Hans Dieter Poetsch (L), Chairman of the Supervisory Board of Volkswagen AG, and Volkswagen Group Chairman Matthias Mueller (R), arrive to the press conference to announce the latest update in the company's handling of the engine emissions scandal on December 10, 2015 in Wolfsburg, Germany.
Photograph by Carsten Koall—Getty Images
By Reuters
October 7, 2016

Volkswagen is not considering the sale of any of its brands or a capital increase to cope with the costs of the emissions scandal, its supervisory board Chairman Hans Dieter Poetsch told German daily Boersen-Zeitung.

“The Volkswagen group is financially solid and has many options for financing,” Poetsch said in the interview published on Friday.

“And that is without extraordinary measures such as a capital increase.

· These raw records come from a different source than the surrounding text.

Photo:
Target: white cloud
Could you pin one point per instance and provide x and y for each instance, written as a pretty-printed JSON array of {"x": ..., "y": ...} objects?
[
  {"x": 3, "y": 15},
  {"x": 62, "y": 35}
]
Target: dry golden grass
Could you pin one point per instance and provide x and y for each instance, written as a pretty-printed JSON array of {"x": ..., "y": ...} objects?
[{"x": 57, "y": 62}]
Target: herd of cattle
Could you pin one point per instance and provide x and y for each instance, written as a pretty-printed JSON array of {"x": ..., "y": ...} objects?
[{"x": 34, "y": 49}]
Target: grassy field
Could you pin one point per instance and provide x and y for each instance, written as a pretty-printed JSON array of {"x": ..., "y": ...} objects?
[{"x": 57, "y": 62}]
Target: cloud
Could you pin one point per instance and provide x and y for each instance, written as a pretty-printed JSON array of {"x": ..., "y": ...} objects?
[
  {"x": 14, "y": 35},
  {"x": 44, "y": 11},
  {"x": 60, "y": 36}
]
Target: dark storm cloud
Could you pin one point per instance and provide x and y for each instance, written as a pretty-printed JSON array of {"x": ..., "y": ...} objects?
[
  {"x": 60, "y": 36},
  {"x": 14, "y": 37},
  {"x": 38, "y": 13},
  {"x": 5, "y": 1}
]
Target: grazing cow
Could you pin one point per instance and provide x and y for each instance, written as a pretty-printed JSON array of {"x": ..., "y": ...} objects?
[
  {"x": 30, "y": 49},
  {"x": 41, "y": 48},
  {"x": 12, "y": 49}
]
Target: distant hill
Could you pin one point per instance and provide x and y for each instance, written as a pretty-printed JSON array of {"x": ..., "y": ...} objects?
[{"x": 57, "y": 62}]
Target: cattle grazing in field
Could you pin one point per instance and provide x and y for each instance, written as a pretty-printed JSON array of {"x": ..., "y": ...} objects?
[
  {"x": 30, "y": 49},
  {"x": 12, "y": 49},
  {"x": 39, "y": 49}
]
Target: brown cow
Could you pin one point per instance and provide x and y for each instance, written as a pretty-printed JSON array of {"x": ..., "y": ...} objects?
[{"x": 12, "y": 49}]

That is not being considered at this time. We are also not thinking of selling parts of our brands,” he added.


Volkswagen has set aside €17.8 billion ($19.8 billion) to pay for costs related to the global emissions cheating scandal. The company faces civil litigation and potential fines from government regulators in the EU and other markets.

Poetsch indicated that he did not expect further provisions to be needed.

“The items that seem most likely are reflected in the provisions made so far. From today’s point of view, that is robust,” he told Boersen-Zeitung.